There is a point to all these questions. To giving you the grisly details of my reality this morning... It's a way of practicing knowing ourselves - and what we need. Because so often, we expend our energy in noticing what everyone else needs, what everyone else is feeling.

Which child has a brow that needs stroking? Does that bruise need arnica? Do I need to remind them to drink water, or get them to run off some excess energy? What is that child really feeling? What's provoking their behaviour? What's going on underneath?

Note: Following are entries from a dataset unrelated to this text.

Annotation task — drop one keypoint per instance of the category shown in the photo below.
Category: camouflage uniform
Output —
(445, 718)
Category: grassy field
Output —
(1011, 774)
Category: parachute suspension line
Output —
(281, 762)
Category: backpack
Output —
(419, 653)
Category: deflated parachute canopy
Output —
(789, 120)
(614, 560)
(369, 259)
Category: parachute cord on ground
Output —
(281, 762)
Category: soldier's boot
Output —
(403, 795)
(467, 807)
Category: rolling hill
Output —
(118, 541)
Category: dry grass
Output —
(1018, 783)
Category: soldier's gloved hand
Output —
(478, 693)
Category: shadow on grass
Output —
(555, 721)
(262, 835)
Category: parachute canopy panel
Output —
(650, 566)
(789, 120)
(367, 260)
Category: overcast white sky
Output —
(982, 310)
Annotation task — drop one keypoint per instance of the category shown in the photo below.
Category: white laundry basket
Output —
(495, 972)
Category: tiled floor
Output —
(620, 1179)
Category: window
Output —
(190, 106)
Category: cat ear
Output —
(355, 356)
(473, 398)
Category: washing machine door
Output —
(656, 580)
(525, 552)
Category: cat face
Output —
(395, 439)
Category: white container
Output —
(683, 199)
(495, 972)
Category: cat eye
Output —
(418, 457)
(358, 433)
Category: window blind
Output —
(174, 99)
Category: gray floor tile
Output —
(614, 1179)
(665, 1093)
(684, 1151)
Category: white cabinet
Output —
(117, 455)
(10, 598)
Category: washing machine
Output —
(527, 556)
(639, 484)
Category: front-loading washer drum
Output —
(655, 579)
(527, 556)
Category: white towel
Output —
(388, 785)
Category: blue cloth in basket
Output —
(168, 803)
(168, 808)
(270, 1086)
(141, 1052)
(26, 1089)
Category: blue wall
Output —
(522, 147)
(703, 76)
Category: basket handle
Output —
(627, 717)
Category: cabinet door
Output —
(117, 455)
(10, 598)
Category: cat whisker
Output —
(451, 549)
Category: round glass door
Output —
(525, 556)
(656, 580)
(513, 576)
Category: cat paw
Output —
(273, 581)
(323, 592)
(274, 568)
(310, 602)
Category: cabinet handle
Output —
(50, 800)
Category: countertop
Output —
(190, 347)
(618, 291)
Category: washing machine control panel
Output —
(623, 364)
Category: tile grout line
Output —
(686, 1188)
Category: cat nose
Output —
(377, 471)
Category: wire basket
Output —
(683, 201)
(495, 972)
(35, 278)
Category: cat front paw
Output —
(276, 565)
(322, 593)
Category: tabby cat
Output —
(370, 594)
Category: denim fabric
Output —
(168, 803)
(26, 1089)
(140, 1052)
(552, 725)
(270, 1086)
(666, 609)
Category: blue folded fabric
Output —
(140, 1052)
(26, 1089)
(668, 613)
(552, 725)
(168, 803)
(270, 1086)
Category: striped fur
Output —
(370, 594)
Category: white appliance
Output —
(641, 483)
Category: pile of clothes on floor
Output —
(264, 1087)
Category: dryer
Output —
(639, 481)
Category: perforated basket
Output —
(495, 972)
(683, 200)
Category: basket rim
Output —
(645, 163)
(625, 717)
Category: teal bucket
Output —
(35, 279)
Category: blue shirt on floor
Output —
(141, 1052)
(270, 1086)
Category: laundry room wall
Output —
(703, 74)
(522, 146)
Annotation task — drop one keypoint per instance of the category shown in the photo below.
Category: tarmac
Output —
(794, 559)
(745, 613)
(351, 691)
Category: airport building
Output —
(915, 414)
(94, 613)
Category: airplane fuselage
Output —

We spend so much of our time alert to our children's needs. So much of our brain, and our energy, is occupied by this. Even when we aren't consciously aware of it.
many fractured images of an overwhelmed woman
In this long period of my husband working away, I'm noticing the weight of this more. And as always, my awe and respect for single mothers increases.

With my husband's focus elsewhere, all of the daily practical stuff is solely mine to remember. This is the visible stuff - the clubs to get them to, the forms that need to go back to school, the meals to be shopped for, getting them to sleep...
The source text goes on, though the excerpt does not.